Page 1 of 1
URGENT: OpenVPN software needs to be fixed due to this bug
Posted: Tue Apr 08, 2014 9:14 am
by innogen
On behalf of users of OpenVPN software, I request its developers (such as Samuli) to quickly fix the OpenSSL bug present in the current version of OpenVPN (Community Edition), which is 2.3.2-I003.
The exploit is
very serious and has been out in the wild for over two years now (see
http://heartbleed.com/)
For further information about the exploit, see:
http://web.nvd.nist.gov/view/vuln/detai ... -2014-0160
http://www.openssl.org/news/secadv_20140407.txt
There is no time to lose now.
OpenVPN developers should also seriously consider whether they ought to provide a fix for the vulnerability discovered by Tor developers (see my other post on
topic15306.html)
On behalf of users of OpenVPN software, I thank in advance for the developers' sense of responsibility and commitment to making their software secure and robust.
Re: URGENT: OpenVPN software needs to be fixed due to this b
Posted: Tue Apr 08, 2014 9:37 am
by nrUCm
as far as i can tell, people that have been using the additional TLS-Auth option should be safe, correct?
Re: URGENT: OpenVPN software needs to be fixed due to this b
Posted: Tue Apr 08, 2014 12:15 pm
by innogen
nrUCm wrote:as far as i can tell, people that have been using the additional TLS-Auth option should be safe, correct?
No. TLS and OpenSSL are two different concepts.
Re: URGENT: OpenVPN software needs to be fixed due to this b
Posted: Tue Apr 08, 2014 12:18 pm
by innogen
At the time of this writing ALL *nix distros have already issued patches to fix the security flaw.
We will see how long OpenVPN developers take to issue a fix.
Re: URGENT: OpenVPN software needs to be fixed due to this b
Posted: Tue Apr 08, 2014 12:45 pm
by nrUCm
but shouldn't that option stop anything reaching the TLS handshake layer?
see
https://openvpn.net/index.php/open-sour ... l#security
please note that i am not trying to correct you; i simply do not know...
Re: URGENT: OpenVPN software needs to be fixed due to this b
Posted: Tue Apr 08, 2014 1:29 pm
by innogen
Look, a majority of OpenVPN users do not use tls-auth option.
Besides a cardinal rule in developing software is to patch security holes when the latter are discovered. It will instill in users confidence in using the product, am I right? (As long as OpenVPN makes use of OpenSSL, the former should issue fixes.)
Re: URGENT: OpenVPN software needs to be fixed due to this b
Posted: Tue Apr 08, 2014 4:05 pm
by aperson
innogen wrote:Look, a majority of OpenVPN users do not use tls-auth option.
I do use the tls-auth option and am trying to determine exploitability.
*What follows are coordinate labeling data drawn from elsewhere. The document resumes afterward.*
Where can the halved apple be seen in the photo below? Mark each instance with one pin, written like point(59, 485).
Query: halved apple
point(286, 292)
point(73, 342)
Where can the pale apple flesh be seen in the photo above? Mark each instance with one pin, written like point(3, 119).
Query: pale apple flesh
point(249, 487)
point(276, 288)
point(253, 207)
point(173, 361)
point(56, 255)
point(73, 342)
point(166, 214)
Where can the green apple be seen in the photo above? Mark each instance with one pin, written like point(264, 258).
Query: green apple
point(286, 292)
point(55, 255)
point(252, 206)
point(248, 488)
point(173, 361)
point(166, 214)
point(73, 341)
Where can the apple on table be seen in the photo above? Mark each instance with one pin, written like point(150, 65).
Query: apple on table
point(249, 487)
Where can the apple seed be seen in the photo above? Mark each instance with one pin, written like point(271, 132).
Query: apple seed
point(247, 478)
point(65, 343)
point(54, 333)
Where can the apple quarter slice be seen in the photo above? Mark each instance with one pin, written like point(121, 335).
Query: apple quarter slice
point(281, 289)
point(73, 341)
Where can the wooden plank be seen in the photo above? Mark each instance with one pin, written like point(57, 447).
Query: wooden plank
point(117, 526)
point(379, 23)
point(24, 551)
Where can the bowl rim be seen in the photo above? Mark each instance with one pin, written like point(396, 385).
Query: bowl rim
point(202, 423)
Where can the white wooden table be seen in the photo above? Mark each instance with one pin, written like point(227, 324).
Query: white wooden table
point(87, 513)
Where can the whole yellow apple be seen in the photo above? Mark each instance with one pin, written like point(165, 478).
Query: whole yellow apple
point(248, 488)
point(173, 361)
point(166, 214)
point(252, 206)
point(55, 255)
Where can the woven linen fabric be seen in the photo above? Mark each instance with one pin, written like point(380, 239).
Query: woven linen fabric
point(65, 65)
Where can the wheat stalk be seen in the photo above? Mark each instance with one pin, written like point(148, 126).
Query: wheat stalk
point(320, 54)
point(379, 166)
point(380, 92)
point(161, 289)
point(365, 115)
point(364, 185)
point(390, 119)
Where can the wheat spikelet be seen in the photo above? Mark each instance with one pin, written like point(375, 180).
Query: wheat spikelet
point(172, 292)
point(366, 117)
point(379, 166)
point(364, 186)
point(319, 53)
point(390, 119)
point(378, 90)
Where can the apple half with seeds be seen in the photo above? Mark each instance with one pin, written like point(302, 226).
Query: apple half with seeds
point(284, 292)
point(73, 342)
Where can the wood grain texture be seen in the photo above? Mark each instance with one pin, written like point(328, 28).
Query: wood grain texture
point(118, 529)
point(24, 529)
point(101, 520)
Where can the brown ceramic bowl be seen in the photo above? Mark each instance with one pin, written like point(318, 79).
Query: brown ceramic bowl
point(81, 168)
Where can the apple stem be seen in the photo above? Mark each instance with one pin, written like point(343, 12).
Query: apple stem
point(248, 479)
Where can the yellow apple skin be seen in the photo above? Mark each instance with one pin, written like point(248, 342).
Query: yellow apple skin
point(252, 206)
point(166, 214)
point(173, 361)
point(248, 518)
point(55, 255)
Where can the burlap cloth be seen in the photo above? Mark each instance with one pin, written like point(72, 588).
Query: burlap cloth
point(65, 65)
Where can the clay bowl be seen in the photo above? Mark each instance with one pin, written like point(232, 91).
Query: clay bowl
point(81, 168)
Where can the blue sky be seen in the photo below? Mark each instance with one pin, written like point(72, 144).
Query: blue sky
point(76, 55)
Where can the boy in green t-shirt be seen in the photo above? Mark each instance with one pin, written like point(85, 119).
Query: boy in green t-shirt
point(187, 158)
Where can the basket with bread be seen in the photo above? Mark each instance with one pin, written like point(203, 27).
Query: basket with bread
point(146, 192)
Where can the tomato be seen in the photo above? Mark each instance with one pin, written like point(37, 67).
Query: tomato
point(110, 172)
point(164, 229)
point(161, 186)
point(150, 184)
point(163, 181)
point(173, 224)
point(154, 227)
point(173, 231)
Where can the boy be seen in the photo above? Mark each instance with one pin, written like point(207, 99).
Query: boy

Upgrading all users would be a significantly disruptive task, and if it can be performed in a more controlled and less hectic manner it will be a better experience for everyone.
The literature I found online indicates the _server_ would be protected from the client when it is used, but I am not 100% certain.
What I am even less certain of is if the _client_ is protected from a malicious server who attempts to exploit it before the handshake completes. Are all of the server's handshake messages similarly protected for the client?